Les données montrent que le budget s'élève à environ 850 milliards de shekels, dont 21 % sont alloués à la sécurité et 24 % au service de la dette publique, ne laissant ainsi qu'environ 55 % pour financer les services civils, alors que les ressources sont détournées vers des dépenses de sécurité aux dépens de ces services, tout en continuant à diriger une grande partie des dépenses au profit de secteurs soutenant le gouvernement.

Le budget comprend également une réduction de plus de 400 millions de shekels dans le financement de la construction de nouvelles salles de classe, malgré une forte surpopulation dans les écoles, en plus de données indiquant qu'un tiers des Israéliens n'ont pas accès à des lieux protégés, alors qu'Israël fait face à des attaques de missiles venant de plusieurs fronts.

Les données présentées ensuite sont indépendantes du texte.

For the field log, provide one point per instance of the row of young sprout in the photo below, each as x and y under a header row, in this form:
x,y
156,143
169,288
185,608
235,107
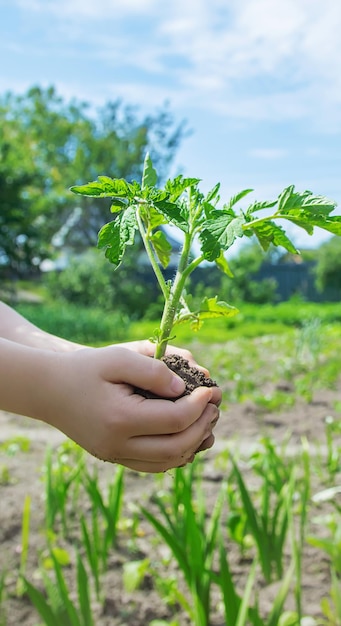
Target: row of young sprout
x,y
267,517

Une analyse supplémentaire indique que le gouvernement a compté ces dernières années sur deux axes parallèles : l'octroi de plus de 20 milliards de shekels en fonds de coalition sectoriels depuis 2023, en parallèle à des réductions occasionnelles d'environ 12 milliards de shekels dans des services essentiels tels que la santé, l'éducation, l'emploi, le bien-être et les transports, pour financer l'augmentation des dépenses de sécurité sans affecter les engagements politiques.

Le chercheur Miki Field a déclaré que « le gouvernement adopte des priorités déformées répartissant les ressources selon des considérations de loyauté politique et sectorielle, plutôt que d'investir dans la résolution de la vie chère, de l'éducation, de la santé et de la sécurité », estimant que « l'attribution de 20 milliards de shekels en fonds de coalition renforce la fuite du service et du travail plutôt que de la traiter ».

Les données indiquent une poursuite de l'augmentation des budgets des ce que l'on appelle « ministères non indispensables », dont le montant total des allocations au cours des quatre dernières années a atteint environ 4,9 milliards de shekels, tandis qu'il est prévu que son budget atteindra en 2026 à lui seul environ un milliard de shekels, sans compter d'éventuelles augmentations supplémentaires au cours de l'année.